Seranit Grup’un yeni yıl ile birlikte yeni ürün veya yeni yatırımları olacak mı?
2017 yılından önce bir yatırım planlamıyoruz. Önünüzdeki yıl yeni portföy ve hedeflerimizle ilerleyip, biraz daha fizibilite çalışmalarımızı tamamlayıp, 2017 yılında bir yatırım düşünüyoruz.
Sektörün dış pazardaki payını arttırmak için neler yapılmalıdır?
Dış pazarlarda rekabeti fiyatla değil kalite ile yapmalıyız. Fiyat ile rekabet ettiğiniz anda dışarıda zaten Çin ve Brezilya gibi devler var. Seramikte çok öndeler. ABD bile birçok ülkeden tedarik eder durumda. Biz Türk üreticiler olarak dış pazardaki payımızı kalite ile artırmalıyız.
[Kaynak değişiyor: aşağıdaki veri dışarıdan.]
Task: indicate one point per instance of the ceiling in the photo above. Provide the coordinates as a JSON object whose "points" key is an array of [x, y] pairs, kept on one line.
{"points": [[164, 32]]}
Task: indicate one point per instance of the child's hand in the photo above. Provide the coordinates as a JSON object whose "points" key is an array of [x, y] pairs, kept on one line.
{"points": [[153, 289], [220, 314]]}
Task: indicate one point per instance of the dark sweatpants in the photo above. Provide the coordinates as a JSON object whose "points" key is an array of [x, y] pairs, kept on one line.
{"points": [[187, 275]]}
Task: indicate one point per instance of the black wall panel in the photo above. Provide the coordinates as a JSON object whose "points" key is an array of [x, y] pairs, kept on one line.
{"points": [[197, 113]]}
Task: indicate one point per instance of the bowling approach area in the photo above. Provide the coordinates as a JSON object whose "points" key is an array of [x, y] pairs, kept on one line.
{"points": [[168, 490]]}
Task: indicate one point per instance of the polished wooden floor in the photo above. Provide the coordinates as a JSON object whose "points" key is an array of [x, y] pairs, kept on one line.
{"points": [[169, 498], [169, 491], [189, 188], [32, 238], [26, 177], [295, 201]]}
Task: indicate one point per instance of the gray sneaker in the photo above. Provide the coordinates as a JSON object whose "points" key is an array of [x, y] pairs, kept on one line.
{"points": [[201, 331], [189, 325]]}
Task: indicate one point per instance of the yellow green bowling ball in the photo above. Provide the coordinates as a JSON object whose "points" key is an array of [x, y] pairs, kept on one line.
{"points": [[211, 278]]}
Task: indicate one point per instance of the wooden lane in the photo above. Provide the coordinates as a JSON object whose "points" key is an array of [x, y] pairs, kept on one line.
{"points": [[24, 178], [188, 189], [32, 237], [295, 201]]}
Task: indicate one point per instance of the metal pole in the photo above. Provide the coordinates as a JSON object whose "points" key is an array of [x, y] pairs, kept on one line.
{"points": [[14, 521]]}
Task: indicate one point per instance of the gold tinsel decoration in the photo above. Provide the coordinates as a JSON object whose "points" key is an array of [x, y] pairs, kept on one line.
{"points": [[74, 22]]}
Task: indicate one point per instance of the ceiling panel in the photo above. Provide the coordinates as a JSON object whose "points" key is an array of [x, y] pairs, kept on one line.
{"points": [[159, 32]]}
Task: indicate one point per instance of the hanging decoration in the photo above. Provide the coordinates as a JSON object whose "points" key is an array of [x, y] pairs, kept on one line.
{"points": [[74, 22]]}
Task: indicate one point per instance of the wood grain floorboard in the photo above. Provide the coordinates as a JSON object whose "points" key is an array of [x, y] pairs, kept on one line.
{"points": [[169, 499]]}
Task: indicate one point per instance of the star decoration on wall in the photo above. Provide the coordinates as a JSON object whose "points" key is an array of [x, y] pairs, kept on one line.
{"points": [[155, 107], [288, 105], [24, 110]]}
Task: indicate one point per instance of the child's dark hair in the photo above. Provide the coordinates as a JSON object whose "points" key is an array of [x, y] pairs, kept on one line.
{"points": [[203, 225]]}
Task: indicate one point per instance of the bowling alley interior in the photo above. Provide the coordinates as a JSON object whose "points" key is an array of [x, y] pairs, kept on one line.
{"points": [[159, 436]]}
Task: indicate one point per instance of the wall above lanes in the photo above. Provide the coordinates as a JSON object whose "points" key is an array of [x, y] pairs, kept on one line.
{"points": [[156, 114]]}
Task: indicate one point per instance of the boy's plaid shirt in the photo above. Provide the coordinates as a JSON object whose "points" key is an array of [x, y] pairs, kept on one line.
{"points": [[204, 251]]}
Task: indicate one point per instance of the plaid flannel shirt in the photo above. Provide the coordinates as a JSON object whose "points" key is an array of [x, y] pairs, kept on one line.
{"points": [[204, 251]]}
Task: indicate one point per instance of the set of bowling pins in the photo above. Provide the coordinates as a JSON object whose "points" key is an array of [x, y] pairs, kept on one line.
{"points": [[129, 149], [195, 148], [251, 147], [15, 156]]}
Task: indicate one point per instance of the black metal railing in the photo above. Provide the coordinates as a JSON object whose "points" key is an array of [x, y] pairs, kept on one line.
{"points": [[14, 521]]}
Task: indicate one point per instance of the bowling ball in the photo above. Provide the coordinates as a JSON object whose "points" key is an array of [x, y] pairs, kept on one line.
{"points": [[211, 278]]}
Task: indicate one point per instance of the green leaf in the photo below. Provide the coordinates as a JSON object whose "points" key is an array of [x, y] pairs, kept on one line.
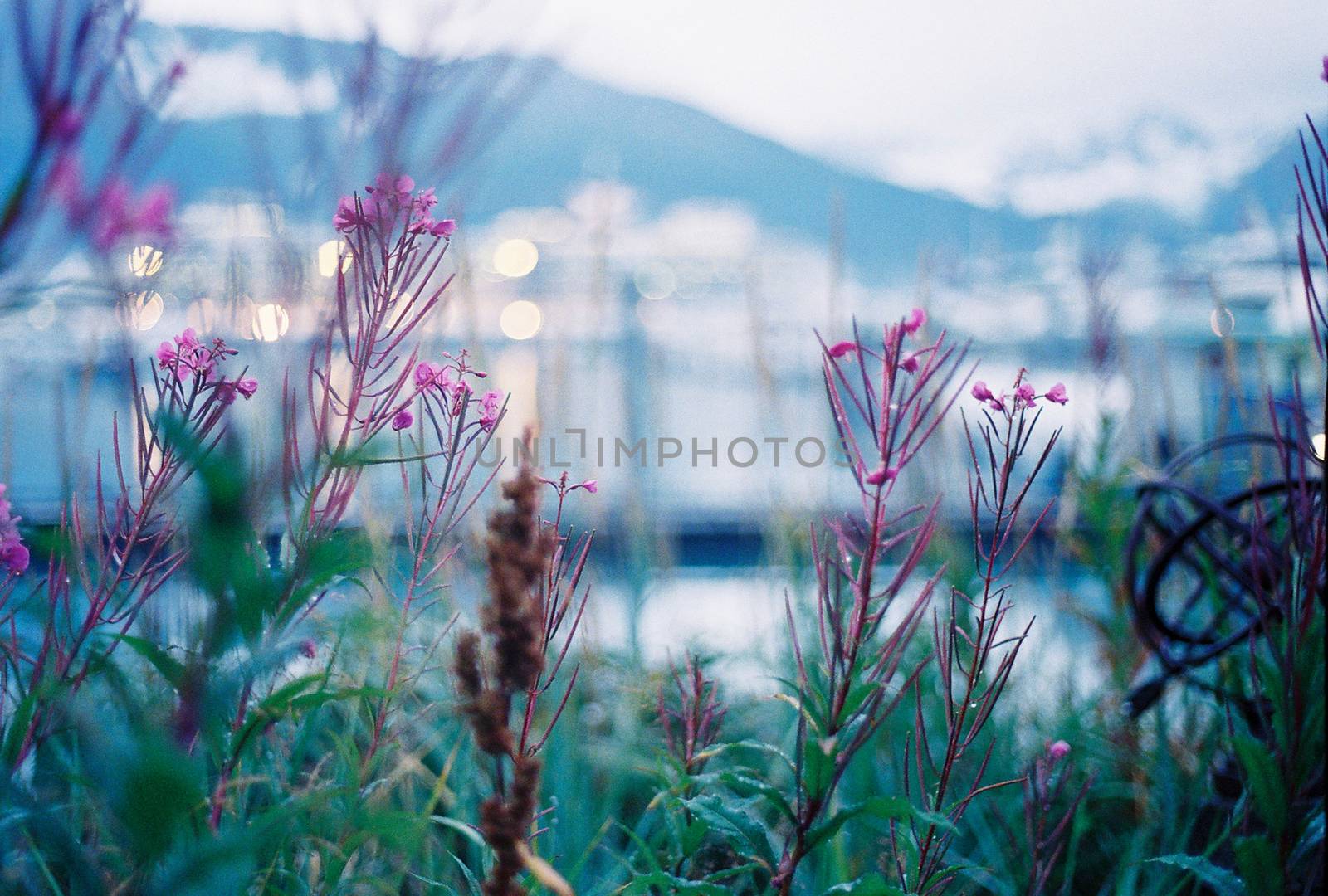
{"points": [[725, 818], [1226, 883], [1257, 859], [749, 786], [870, 884], [893, 809], [1266, 783], [17, 729], [674, 884], [170, 668]]}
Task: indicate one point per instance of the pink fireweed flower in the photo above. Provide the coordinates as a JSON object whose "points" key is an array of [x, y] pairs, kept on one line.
{"points": [[491, 407], [115, 214], [915, 320], [882, 475], [393, 187], [424, 201], [347, 216], [13, 553], [428, 375], [66, 181]]}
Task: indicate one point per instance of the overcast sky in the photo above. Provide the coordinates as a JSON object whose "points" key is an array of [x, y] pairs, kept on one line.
{"points": [[1048, 105]]}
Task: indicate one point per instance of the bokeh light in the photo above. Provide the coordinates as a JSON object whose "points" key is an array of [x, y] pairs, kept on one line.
{"points": [[329, 254], [657, 280], [515, 258], [143, 309], [145, 261], [521, 320], [270, 323]]}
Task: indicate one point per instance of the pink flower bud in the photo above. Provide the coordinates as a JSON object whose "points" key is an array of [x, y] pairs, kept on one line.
{"points": [[915, 320], [882, 475]]}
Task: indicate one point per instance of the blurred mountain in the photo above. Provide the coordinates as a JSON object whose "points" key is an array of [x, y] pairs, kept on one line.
{"points": [[266, 113]]}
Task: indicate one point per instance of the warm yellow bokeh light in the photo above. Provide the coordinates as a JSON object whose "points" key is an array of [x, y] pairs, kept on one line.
{"points": [[515, 258], [270, 323], [145, 309], [521, 320], [329, 254], [145, 261]]}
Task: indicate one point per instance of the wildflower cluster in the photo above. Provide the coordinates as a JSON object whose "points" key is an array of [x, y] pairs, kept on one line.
{"points": [[110, 212], [1024, 396], [564, 485], [193, 362], [384, 203], [61, 100], [447, 389], [891, 358], [13, 554]]}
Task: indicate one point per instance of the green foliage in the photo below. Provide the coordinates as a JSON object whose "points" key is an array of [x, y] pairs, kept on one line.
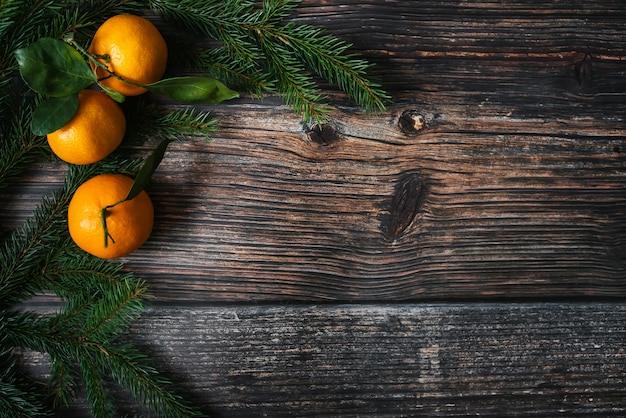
{"points": [[264, 54], [84, 338]]}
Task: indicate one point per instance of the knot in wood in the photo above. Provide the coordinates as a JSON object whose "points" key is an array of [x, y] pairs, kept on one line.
{"points": [[405, 204], [324, 134], [411, 121], [584, 71]]}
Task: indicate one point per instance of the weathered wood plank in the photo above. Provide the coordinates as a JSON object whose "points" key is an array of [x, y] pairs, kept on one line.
{"points": [[499, 172], [541, 360]]}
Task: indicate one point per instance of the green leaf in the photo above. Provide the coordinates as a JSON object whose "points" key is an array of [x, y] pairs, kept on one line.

Seramik sektörünü nasıl bir gelecek bekliyor?
Seramik sektörünü eskiden İspanya ve İtalya yönetirken, artık hem know - how hem de insan gücü açısından yakın coğrafya ön planda bulunuyor. Artık seramik daha lokalize üretimlerle tedarik edilmeye başlandı ve bu devam edecek. Şu anda yakın coğrafyamızdaki ülkelerde seramik üretimleri, daha alt kalitede olmasına rağmen, hacimsel olarak gelişecek. Bu da her ülke için, özellikle Türkiye için bir tehdit unsuru. Örneğin Azerbaycan ciddi bir seramik üreticisi. Ürün gamı olarak henüz rakibimiz değil, ama olacaktır. Benzer durum Türkmenistan ve Kazakistan için de geçerli. Tercih edilebilirler ya da kendi iç pazarlarını kendileri doyurabilirler. Bu da bizim için bir risk. Çıtayı yukarı çıkaracak daha üst segment ve üst kalite ürün üretebilirsek bizimle rekabet edemezler. Ama hacime odaklanıp ve fiyat odaklı gidersek, rekabet ortamına biz de gireriz ve elimine oluruz. 5 yıl içerisinde bir risk görünüyor. Türk seramik üreticilerinin böyle bir sorunu olacak.
İnşaat firmalarına ne gibi avantajlar sunuyorsunuz?
Öncelikle onlara çözüm ortağı gibi yaklaşıyoruz. Öyle ürün üretiyoruz ki, bizi tedarikçileri gibi değil iş ortağı gibi görüyorlar. Aradan yıl geçse de bizimle bir kez iş yapmışlarsa, yine bize dönüyorlar ve bizlere referans oluyorlar. Biz onların her zaman dostları oluyoruz. Fiyata, hizmete, satış sonrası hizmete ve müşteri memnuniyetine çok önem veriyoruz. Hiçbir müşterimizi memnuniyetsiz bırakmıyoruz.
Her sektörde olduğu gibi seramikte bazı sıkıntılar mevcuttur mutlaka. Size göre sektörün en temel sıkıntıları nelerdir?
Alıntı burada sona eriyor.